Director’s Picks: Ten Taiwanese American Films to Watch

 

What is Taiwanese American cinema? Films directed by Taiwanese Americans? Films about the relationship between nation and diaspora? Films that explore the specific experiences of American-born Taiwanese? Films that distinguish themselves culturally or politically from the more recognizable “Asian American” or “Chinese American” film? There’s not enough of a critical mass of films to answer that question with any meaningful conviction. But perhaps this ambiguity is what has always energized an emerging Taiwanese American identity: a flexibility with any or all of those parameters. Taiwanese American cinema is whatever we need it to be to bring together community, and to rally around familiar dialects and accents, experiences of immigration and return, family and history.

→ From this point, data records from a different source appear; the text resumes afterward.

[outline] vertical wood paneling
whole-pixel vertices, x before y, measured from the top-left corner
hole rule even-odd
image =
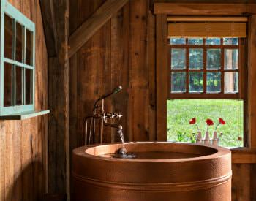
[[[125,140],[129,139],[129,4],[111,18],[111,88],[121,85],[121,93],[112,97],[112,109],[121,112],[120,124],[124,131]],[[120,140],[113,129],[116,141]]]
[[[10,0],[36,24],[35,107],[48,108],[47,51],[38,0]],[[0,200],[39,200],[46,192],[47,116],[0,121]]]
[[[156,16],[157,140],[167,140],[167,50],[166,15]]]
[[[129,140],[149,140],[148,1],[129,1]]]

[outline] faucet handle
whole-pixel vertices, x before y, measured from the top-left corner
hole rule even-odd
[[[121,115],[121,113],[118,113],[118,115],[117,115],[117,118],[118,118],[118,120],[120,120],[122,116],[123,115]]]

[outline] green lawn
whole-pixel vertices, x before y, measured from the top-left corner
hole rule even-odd
[[[218,127],[218,132],[223,132],[220,145],[225,147],[243,146],[244,118],[243,101],[211,99],[172,99],[167,101],[167,140],[170,141],[193,141],[192,133],[196,132],[195,125],[189,124],[195,117],[202,133],[206,129],[206,118],[211,118],[214,125],[210,126],[213,133],[219,117],[222,118],[225,125]]]

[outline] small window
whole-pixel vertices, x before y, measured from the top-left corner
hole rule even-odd
[[[238,38],[170,38],[169,98],[242,99]]]
[[[1,1],[0,115],[34,110],[35,26]]]
[[[216,124],[223,118],[227,124],[218,130],[223,132],[220,145],[244,145],[244,39],[170,38],[167,140],[195,141],[197,128],[189,125],[192,118],[197,118],[202,132],[206,118]],[[211,134],[214,128],[209,129]]]

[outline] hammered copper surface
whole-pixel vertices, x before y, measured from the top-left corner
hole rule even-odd
[[[220,147],[188,143],[129,143],[128,153],[181,158],[115,159],[121,144],[73,150],[73,200],[230,201],[231,154]],[[187,157],[191,156],[191,157]]]

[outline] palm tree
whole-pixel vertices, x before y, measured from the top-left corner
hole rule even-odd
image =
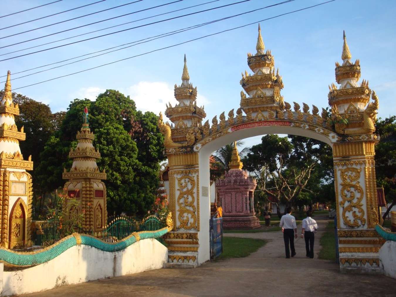
[[[225,171],[228,171],[230,170],[229,164],[231,161],[231,157],[232,154],[232,150],[234,147],[234,143],[230,143],[227,145],[221,147],[218,150],[215,152],[213,154],[213,156],[215,157],[216,162],[218,162],[221,164],[224,168]],[[243,145],[245,143],[242,140],[238,140],[236,142],[237,147]],[[246,156],[248,153],[250,151],[250,148],[249,147],[245,147],[242,150],[239,152],[239,156],[241,158],[243,158]]]

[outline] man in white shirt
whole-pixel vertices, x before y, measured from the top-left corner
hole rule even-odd
[[[307,212],[307,218],[303,220],[303,229],[301,231],[301,238],[304,236],[305,240],[305,249],[307,250],[307,257],[314,259],[314,242],[315,241],[315,233],[318,230],[318,224],[316,221],[311,217],[310,211]]]
[[[296,250],[294,248],[294,238],[297,238],[297,225],[296,224],[296,219],[291,214],[291,208],[286,208],[286,214],[282,215],[280,219],[279,226],[282,227],[283,239],[285,241],[286,259],[288,259],[290,257],[290,251],[289,249],[289,242],[291,249],[291,257],[294,257],[296,255]]]

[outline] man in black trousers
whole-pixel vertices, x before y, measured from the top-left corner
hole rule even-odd
[[[316,221],[311,217],[312,213],[307,212],[307,217],[303,220],[303,229],[301,230],[301,238],[304,236],[305,240],[305,249],[307,257],[314,259],[314,242],[315,241],[315,233],[318,229]]]
[[[286,214],[282,216],[280,219],[279,226],[282,227],[283,232],[283,239],[285,241],[285,251],[286,252],[286,259],[290,257],[290,251],[289,249],[289,243],[290,242],[290,249],[291,249],[291,257],[296,255],[295,249],[294,248],[294,238],[297,238],[297,225],[296,219],[291,215],[291,208],[288,207],[286,209]]]

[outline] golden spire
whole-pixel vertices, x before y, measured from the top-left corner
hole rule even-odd
[[[257,37],[257,44],[256,45],[256,50],[257,54],[264,54],[264,43],[263,42],[263,37],[261,37],[261,29],[260,28],[260,24],[259,24],[259,36]]]
[[[184,67],[183,67],[183,74],[181,75],[181,80],[190,80],[190,76],[188,75],[188,70],[187,69],[187,59],[186,58],[186,54],[184,54]]]
[[[241,162],[241,158],[239,156],[239,153],[236,148],[236,141],[234,142],[234,147],[232,148],[232,152],[231,156],[231,161],[230,162],[230,169],[242,169],[244,164]]]
[[[346,43],[346,36],[345,36],[345,31],[344,30],[344,45],[343,46],[343,54],[341,55],[341,59],[343,61],[349,60],[352,57],[352,55],[349,51],[349,48]]]
[[[12,101],[11,80],[11,72],[9,70],[7,72],[7,80],[6,81],[6,86],[4,88],[4,96],[3,98],[6,100],[8,100],[10,102]]]

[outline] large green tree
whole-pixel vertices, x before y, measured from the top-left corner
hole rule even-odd
[[[375,146],[377,184],[383,187],[386,200],[393,206],[396,204],[396,116],[378,119],[375,133],[380,136]]]
[[[163,137],[156,116],[137,111],[129,96],[114,90],[99,94],[95,101],[76,99],[70,103],[59,130],[41,155],[37,170],[43,190],[50,191],[64,183],[63,168],[71,166],[69,152],[76,145],[76,135],[86,106],[95,134],[93,145],[101,154],[98,166],[107,175],[109,213],[145,214],[154,202],[160,162],[165,159]]]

That said, I’m going to take a stab at a preliminary canon of Taiwanese American feature films, which I’m defining as either films explicitly about Taiwanese American characters (regardless of director), or Taiwanese American-directed films where ambiguously Asian-presenting lead characters could presumably have family from Taiwan. There are enough such films that we can bracket off interesting in-between cases like Ang Lee (see my previous post), Tom Lin Shu-yu who went to Hsinchu’s bilingual high school and studied film in the US, or Tzuan Wu whose This Shore: A Family Story stitches Taiwanese history and a U.S. restaurant from the perspective of an artist sojourner. I’m also sticking to feature-length films. If we include shorts, we’d have an embarrassment of riches, from Tiffany Frances to Leslie Tai and countless others.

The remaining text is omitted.